Retrieval Models Aren't Tool-Savvy: Benchmarking Tool Retrieval for Large Language Models
Zhengliang Shi, Yuhan Wang, Lingyong Yan, Pengjie Ren, Shuaiqiang Wang, Dawei Yin, Zhaochun Ren
2025-03-06
Summary
This paper talks about ToolRet, a new way to test how well AI systems can find the right tools to solve problems, and how current methods for finding information aren't very good at finding the right tools
What's the problem?
AI language models are getting better at using tools to solve tasks, but they can only work with a limited amount of information at once. To use tools effectively, they need to be able to quickly find the right tools from a large collection. Current ways of testing this don't reflect real-world situations, and it's not clear how well existing search methods work for finding tools
What's the solution?
The researchers created ToolRet, a large collection of 7,600 tasks for finding tools, along with a database of 43,000 tools. They tested six different types of search models on ToolRet and found that even the best ones weren't very good at finding the right tools. To help improve this, they also created a training dataset with over 200,000 examples, which helped make the search models better at finding tools
Why it matters?
This matters because as AI systems become more advanced, they need to be able to use tools effectively to solve real-world problems. By showing that current search methods aren't good enough for finding the right tools, and providing ways to improve them, this research could lead to AI systems that are much better at solving complex tasks by using the right tools at the right time
Abstract
Tool learning aims to augment large language models (LLMs) with diverse tools, enabling them to act as agents for solving practical tasks. Due to the limited context length of tool-using LLMs, adopting information retrieval (IR) models to select useful tools from large toolsets is a critical initial step.

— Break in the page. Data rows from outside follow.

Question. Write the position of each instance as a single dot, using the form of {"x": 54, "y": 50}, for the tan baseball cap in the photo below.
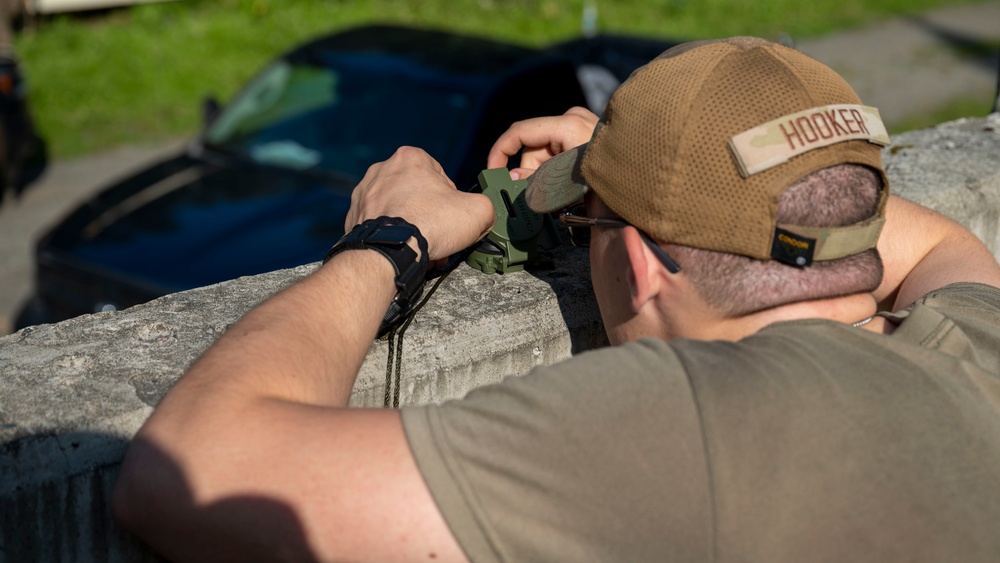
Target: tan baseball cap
{"x": 697, "y": 145}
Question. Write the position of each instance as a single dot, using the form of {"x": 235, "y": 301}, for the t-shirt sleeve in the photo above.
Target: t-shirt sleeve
{"x": 598, "y": 458}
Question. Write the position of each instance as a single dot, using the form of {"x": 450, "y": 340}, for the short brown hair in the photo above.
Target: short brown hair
{"x": 737, "y": 285}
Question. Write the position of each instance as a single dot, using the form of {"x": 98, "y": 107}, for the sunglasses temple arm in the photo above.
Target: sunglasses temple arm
{"x": 668, "y": 262}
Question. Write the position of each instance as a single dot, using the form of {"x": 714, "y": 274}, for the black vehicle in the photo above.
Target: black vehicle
{"x": 266, "y": 185}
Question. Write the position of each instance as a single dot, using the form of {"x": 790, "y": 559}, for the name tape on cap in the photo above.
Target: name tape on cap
{"x": 779, "y": 140}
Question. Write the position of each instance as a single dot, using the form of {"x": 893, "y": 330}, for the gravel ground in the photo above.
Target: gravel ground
{"x": 902, "y": 66}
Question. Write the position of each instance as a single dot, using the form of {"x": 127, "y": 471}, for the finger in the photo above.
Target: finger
{"x": 543, "y": 137}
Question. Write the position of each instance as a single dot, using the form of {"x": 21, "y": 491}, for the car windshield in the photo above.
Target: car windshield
{"x": 343, "y": 113}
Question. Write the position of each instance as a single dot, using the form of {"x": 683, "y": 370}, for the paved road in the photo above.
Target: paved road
{"x": 902, "y": 66}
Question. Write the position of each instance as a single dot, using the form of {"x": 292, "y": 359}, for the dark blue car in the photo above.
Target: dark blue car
{"x": 267, "y": 183}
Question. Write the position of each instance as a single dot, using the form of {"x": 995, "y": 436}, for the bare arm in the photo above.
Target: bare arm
{"x": 923, "y": 250}
{"x": 252, "y": 455}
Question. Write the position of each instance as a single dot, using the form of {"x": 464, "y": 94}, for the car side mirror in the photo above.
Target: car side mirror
{"x": 209, "y": 110}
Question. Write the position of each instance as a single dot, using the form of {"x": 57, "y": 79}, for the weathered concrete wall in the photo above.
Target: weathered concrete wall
{"x": 72, "y": 394}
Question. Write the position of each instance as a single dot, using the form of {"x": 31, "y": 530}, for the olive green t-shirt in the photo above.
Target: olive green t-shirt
{"x": 807, "y": 441}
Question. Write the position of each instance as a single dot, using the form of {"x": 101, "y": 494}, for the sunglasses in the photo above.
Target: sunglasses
{"x": 579, "y": 225}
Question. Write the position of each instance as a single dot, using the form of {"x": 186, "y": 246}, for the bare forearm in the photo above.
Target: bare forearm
{"x": 922, "y": 250}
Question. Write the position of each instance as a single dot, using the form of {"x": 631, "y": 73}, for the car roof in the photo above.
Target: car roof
{"x": 444, "y": 51}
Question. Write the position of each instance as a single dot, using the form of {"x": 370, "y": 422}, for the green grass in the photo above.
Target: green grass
{"x": 138, "y": 75}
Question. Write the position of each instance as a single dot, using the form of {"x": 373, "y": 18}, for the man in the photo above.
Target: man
{"x": 780, "y": 388}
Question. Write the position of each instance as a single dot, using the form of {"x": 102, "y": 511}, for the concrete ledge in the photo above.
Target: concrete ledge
{"x": 72, "y": 394}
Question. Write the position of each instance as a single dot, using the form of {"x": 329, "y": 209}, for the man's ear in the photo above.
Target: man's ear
{"x": 644, "y": 279}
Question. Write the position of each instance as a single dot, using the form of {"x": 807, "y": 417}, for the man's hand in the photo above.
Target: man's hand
{"x": 412, "y": 185}
{"x": 542, "y": 138}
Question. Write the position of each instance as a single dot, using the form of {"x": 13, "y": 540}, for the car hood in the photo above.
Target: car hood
{"x": 189, "y": 222}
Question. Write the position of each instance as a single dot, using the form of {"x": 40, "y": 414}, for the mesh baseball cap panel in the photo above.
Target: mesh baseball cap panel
{"x": 662, "y": 161}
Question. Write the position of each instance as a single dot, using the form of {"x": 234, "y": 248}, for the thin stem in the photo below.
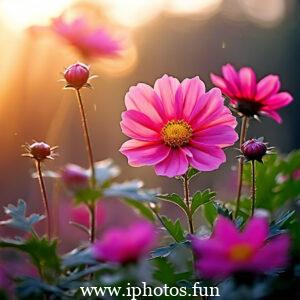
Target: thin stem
{"x": 243, "y": 135}
{"x": 253, "y": 188}
{"x": 187, "y": 201}
{"x": 91, "y": 162}
{"x": 44, "y": 196}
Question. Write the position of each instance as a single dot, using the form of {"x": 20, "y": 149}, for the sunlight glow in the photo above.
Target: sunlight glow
{"x": 20, "y": 14}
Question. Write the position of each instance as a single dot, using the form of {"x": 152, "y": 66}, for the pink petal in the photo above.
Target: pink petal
{"x": 166, "y": 88}
{"x": 139, "y": 126}
{"x": 272, "y": 114}
{"x": 273, "y": 255}
{"x": 247, "y": 82}
{"x": 221, "y": 84}
{"x": 206, "y": 158}
{"x": 192, "y": 90}
{"x": 226, "y": 231}
{"x": 141, "y": 153}
{"x": 144, "y": 99}
{"x": 220, "y": 135}
{"x": 267, "y": 87}
{"x": 175, "y": 164}
{"x": 256, "y": 231}
{"x": 232, "y": 79}
{"x": 277, "y": 101}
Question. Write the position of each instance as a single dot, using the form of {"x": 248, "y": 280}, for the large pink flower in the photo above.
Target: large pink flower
{"x": 249, "y": 97}
{"x": 90, "y": 42}
{"x": 228, "y": 250}
{"x": 125, "y": 245}
{"x": 174, "y": 125}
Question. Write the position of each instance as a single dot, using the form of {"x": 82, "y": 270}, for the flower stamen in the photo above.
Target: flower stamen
{"x": 176, "y": 133}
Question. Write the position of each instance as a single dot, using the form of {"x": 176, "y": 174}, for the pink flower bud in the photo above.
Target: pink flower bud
{"x": 74, "y": 177}
{"x": 254, "y": 149}
{"x": 77, "y": 75}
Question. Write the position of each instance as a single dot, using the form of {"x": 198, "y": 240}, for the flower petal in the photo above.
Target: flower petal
{"x": 247, "y": 82}
{"x": 143, "y": 98}
{"x": 139, "y": 126}
{"x": 206, "y": 158}
{"x": 219, "y": 135}
{"x": 175, "y": 164}
{"x": 267, "y": 87}
{"x": 141, "y": 153}
{"x": 166, "y": 88}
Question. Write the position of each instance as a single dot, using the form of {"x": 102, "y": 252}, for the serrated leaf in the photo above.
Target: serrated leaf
{"x": 141, "y": 208}
{"x": 200, "y": 198}
{"x": 174, "y": 228}
{"x": 18, "y": 217}
{"x": 174, "y": 198}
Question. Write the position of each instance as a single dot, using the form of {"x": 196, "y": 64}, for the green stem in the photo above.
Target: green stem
{"x": 44, "y": 196}
{"x": 92, "y": 207}
{"x": 253, "y": 188}
{"x": 243, "y": 135}
{"x": 187, "y": 201}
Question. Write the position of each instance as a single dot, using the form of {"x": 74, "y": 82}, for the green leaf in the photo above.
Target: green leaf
{"x": 43, "y": 255}
{"x": 141, "y": 208}
{"x": 87, "y": 196}
{"x": 200, "y": 198}
{"x": 174, "y": 198}
{"x": 174, "y": 228}
{"x": 210, "y": 212}
{"x": 18, "y": 217}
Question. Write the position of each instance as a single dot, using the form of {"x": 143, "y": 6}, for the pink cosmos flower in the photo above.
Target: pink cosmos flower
{"x": 228, "y": 250}
{"x": 174, "y": 125}
{"x": 125, "y": 245}
{"x": 90, "y": 42}
{"x": 249, "y": 97}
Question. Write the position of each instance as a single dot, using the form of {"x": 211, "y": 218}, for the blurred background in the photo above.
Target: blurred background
{"x": 183, "y": 38}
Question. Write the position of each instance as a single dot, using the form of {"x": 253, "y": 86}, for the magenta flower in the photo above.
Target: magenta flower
{"x": 249, "y": 97}
{"x": 176, "y": 125}
{"x": 125, "y": 245}
{"x": 228, "y": 250}
{"x": 90, "y": 42}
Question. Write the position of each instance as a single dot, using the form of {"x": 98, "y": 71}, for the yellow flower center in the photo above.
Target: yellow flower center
{"x": 241, "y": 252}
{"x": 176, "y": 133}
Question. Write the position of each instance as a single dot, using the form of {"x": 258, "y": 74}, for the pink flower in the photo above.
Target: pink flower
{"x": 125, "y": 245}
{"x": 174, "y": 125}
{"x": 90, "y": 42}
{"x": 249, "y": 97}
{"x": 228, "y": 250}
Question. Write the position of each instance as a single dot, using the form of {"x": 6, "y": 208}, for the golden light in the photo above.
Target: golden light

However, the performance of IR models in tool retrieval tasks remains underexplored and unclear. Most tool-use benchmarks simplify this step by manually pre-annotating a small set of relevant tools for each task, which is far from the real-world scenarios. In this paper, we propose ToolRet, a heterogeneous tool retrieval benchmark comprising 7.6k diverse retrieval tasks, and a corpus of 43k tools, collected from existing datasets. We benchmark six types of models on ToolRet. Surprisingly, even the models with strong performance in conventional IR benchmarks, exhibit poor performance on ToolRet. This low retrieval quality degrades the task pass rate of tool-use LLMs. As a further step, we contribute a large-scale training dataset with over 200k instances, which substantially optimizes the tool retrieval ability of IR models.